What do you see?
A white child and a black child look at the exact same picture of two students on the playground but what they see is often very different and what they say speaks volumes about the racial divide in America.
The pictures, designed to be ambiguous, are at the heart of a groundbreaking new study on children and race commissioned by CNN’s Anderson Cooper 360°. White and black kids were asked: “What’s happening in this picture?”, “Are these two children friends?” and “Would their parents like it if they were friends?” The study found a chasm between the races as young as age 6.
Teaming up with child psychologist Dr. Melanie Killen, the report scientifically explored how kids view interracial contact in their daily lives. The children, ages six and thirteen, were shown images that were designed to be ambiguous to children. “What is happening in this picture” was the starting point for interviews conducted with the group of 145 African-American and Caucasian children in six schools across three states. The report explored how children’s interpretations of the images changed when the races of the characters were switched.

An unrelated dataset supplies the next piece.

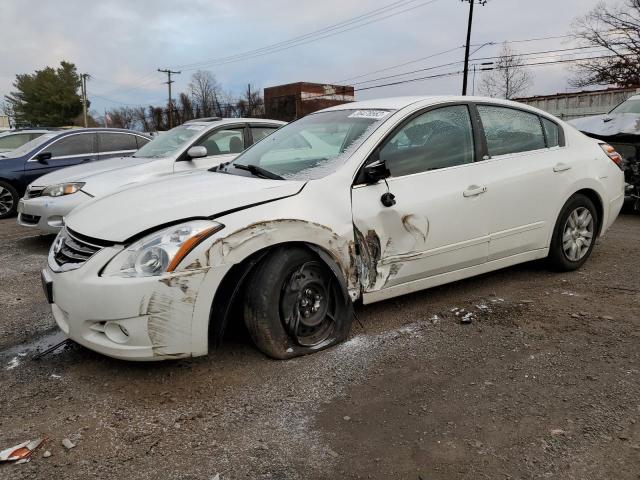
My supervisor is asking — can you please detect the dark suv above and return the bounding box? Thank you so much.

Overall, black first-graders had far more positive interpretations of the images than white first-graders. The majority of black 6-year-olds were much more likely to say things like, “Chris is helping Alex up off the ground” versus “Chris pushed Alex off the swing.” They were also far more likely to think the children pictured are friends and to believe their parents would like them to be friends. In fact, only 38% of black children had a negative interpretation of the pictures, whereas almost double – a full 70% of white kids – felt something negative was happening.